Still burning on the fury surrounding his Golden Globes gig, Ricky Gervais has published on his blog, a “suggested” script for this Sunday’s Oscars. Sharp and a touch bitter, this is angry stuff – even where it’s just Gervais acting like he’s better than everybody in Hollywood.

Here are some of the best bits:

James Franco: You probably know me from 127 Hours where I play a man trapped in an enclosed space who decides he would rather cut his own arm off than stay where he was. Now that sounds “way out” but wait till half way through this fucking ceremony and you’ll start to identify with him.

Anne Hathaway: And I’m the new Catwoman. The first white woman to play that role since Michelle Pfeiffer. I want it to be an inspiration to all white people everywhere. Your dreams can come true in Hollywood too.

James Franco: It’s a daunting task hosting The Oscars but we’re not alone. Presenting awards tonight will be a string of Hollywood legends and some other actors who have a film out in March or April.

James Franco: Apart from all the great movies we made this year, we continued our life-saving philanthropy. Mega stars like Angelina Jolie, George Clooney and Ben Stiller brought light to third world poverty and famine and shocked the world with visions of children so hungry they’d been living off dead beetles all their lives.
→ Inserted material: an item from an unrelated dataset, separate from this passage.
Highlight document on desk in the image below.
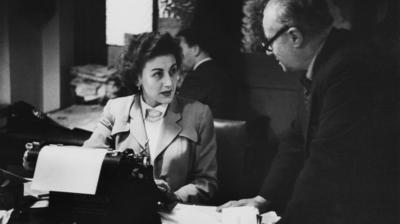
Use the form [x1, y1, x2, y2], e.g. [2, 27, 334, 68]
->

Anne Hathaway: Yeah and Yoko Ono said “What’s wrong with that?”

James Franco: I took a five year old to see Toy Story 3 last week… it was ruined for me because the little brat was screaming and crying all the way through the film saying, “Who are you?” “You’re not my daddy.” “Take me back to the park where you grabbed me…”

Anne Hathaway: Oh James, you are a card. And your slightly risky jokes are not threatening because you’re one of us. And you are so handsome.

Those were the edited highlights. I probably did Gervais a favour by cutting out a lot of his script… the undercurrent of whining is quite off putting.